# hyla leucophyllata



## knighty (Feb 27, 2008)

Hi peeps, saw this pic and have fallen in love with these little guys!

would a pair be ok in a exo terra 12x12x18 viv? i know they dont get over 2 inches, would they find food, guesing FF, Pin head Crickets.

Will they benefit from U.V?, my red eyes thrive under it.

does any one know were i can get them, and if they are hard to keep?

any info would be fab.

hyla-leucophyllata - Clown tree fog


----------



## KJ Exotics (Jun 16, 2007)

knighty said:


> does any one know were i can get them,


Maybe the same place you got the pic from:
http://dartfrog.co.uk/images/frogs/otherfrogs/hyla-leucophyllata.jpg

:bash:


----------



## knighty (Feb 27, 2008)

thanks, got pic from image search on google.

what about waxy monkey frogs?


----------



## derekthefrog=] (Mar 25, 2008)

iv'e heard there quite hard to look after but correct me if im wrong.........
there expensive too lol: victory:
and with the clown tree frogs i think the need the same care as a red eye tree frog again correct me if im wrong


----------



## mad4frogs (Aug 8, 2006)

Hi, ive got some  










Here comes the dissapointing bit... The frog that is in the pic is a male. the females are peach/cream coloured like the one pictured. 
Males are very rare as many of the clutches laid are females so youll most definitly not be getting this bright coloured frog.

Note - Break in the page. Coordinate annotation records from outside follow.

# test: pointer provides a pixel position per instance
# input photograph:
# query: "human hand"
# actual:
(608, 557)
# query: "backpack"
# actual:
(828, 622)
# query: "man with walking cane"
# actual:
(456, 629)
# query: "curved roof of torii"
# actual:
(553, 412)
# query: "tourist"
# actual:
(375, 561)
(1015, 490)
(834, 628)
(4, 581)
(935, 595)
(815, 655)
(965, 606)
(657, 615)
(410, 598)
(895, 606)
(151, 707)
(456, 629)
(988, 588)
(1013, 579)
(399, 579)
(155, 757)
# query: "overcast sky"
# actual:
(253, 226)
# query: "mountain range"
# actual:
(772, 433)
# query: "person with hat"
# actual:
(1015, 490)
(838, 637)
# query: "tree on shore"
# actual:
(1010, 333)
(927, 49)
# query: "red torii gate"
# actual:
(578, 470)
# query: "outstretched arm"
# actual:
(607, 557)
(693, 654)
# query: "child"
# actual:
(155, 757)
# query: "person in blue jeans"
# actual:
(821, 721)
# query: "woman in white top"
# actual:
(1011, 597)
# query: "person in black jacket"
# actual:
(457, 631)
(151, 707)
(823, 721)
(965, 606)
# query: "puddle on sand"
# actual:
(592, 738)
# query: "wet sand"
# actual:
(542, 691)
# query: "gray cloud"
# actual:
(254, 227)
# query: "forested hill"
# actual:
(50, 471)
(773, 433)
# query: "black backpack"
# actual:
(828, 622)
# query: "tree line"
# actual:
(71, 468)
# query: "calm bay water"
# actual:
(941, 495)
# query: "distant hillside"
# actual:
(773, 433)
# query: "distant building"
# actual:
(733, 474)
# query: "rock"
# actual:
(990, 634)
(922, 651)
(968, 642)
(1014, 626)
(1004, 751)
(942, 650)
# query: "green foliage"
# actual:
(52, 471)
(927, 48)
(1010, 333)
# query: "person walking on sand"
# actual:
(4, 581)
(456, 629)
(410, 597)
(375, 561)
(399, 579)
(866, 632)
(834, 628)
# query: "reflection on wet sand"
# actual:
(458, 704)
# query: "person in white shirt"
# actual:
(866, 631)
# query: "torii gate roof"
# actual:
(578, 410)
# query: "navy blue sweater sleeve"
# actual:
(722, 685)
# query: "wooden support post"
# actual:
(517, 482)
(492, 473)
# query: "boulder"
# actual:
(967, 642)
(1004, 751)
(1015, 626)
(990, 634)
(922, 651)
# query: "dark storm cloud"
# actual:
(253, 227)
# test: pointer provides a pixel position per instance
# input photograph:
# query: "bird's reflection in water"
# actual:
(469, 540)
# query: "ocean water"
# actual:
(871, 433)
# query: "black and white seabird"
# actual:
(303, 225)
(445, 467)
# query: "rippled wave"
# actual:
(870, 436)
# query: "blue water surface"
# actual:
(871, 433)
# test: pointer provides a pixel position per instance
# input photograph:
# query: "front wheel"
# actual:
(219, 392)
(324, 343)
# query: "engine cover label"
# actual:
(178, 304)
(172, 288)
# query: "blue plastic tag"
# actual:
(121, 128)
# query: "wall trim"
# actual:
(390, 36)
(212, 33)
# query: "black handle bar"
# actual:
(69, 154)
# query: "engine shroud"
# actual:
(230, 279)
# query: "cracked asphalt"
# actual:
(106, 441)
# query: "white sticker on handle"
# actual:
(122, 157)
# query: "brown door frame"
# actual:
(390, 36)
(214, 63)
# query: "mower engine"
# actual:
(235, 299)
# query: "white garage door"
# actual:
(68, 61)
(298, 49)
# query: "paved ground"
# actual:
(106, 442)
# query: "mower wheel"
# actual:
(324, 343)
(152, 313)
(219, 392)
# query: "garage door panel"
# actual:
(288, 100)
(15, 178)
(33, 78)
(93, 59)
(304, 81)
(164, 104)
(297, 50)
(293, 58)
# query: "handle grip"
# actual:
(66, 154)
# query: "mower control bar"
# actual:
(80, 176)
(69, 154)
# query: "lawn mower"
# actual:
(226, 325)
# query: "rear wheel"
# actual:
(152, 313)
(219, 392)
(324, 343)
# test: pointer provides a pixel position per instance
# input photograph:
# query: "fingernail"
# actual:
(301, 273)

I bought some of dartfrog few years back and he said that they would change colour as they got older to the bright colours and im still waiting! I then read up and found out that it is rare to get males so out of all 8 i had all females  still they are lovely frogs. They are the same amount of care as a redeye treefrog. 

That size would be fine, the max size for an adult is about 1" (yes very tiny frogs)

oh and they had a name change (i think last year) to Dendrophous Leucophyllata )


----------



## derekthefrog=] (Mar 25, 2008)

YAY i was right for once lol jk : victory: they look like really nice frogs


----------



## Hedgewitch (Feb 12, 2008)

Still very pretty frogs.

So are they parthenogenic? or just predisposed to all female clutches?


----------